We remember the monster storms – the 31″ of snow of 1996 which holed everyone up for over a week, the repetitive ice storms of the following winter, three or four days apart for weeks which resulted in seventeen days of school closings that year. Even two years ago we had the big January storm which totaled thirty inches. We still talk about them – how we handled them; how much fun it was for the kids and what a pain it was for the adults; trying to get to work – actually trying to get anywhere.
Winter can be a challenge to our faithfulness as well. On bitter Sundays, should we try to come to church or not? It’s a tough question. We don’t want anyone getting sick, falling on the ice or snow and getting hurt. We certainly don’t want our elderly to put their health in danger. Yet I am constantly amazed at the faithfulness of God’s people at Green Tree. If they can come to worship they do. Two of the last three Sundays we’ve seen early morning temperatures of 2° on one Sunday and 6° on another. I wasn’t sure anyone would be there and not everybody was but many of you were and your faithfulness is a bright light in the dark clouds of winter.
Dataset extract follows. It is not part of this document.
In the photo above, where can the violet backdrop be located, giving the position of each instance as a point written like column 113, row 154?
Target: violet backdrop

A quick winter story, my son Jonathan was in graduate school at the University of Wisconsin in Lacrosse, Wisconsin. The nearest Church of the Brethren was the Root River church – fifty-five miles away across the border in Minnesota. So one Sunday morning he left early to make the trip. Soon after leaving the snow started, falling heavily at the rate of 2 inches an hour. He kept going, crept along country roads – not sure of where he was going or if anyone would be there when he arrived.
Well, to his surprise on both accounts, he made it and people were there (12 of them). He missed Sunday School, but made it to worship. The pastor and her husband invited him to stay with them until the plows came through (the next morning!). My point here is not Jonathan’s insane sense of adventure but that twelve people would show up in the middle of a blizzard to worship the Lord at this little country church. (Of course they were Minnesotans).
Like the Root River people, Green Tree’s people have been faithful and your faithfulness will never go unnoticed by our heavenly father. God bless us all as we faithfully gather in worship each Sunday through another difficult winter.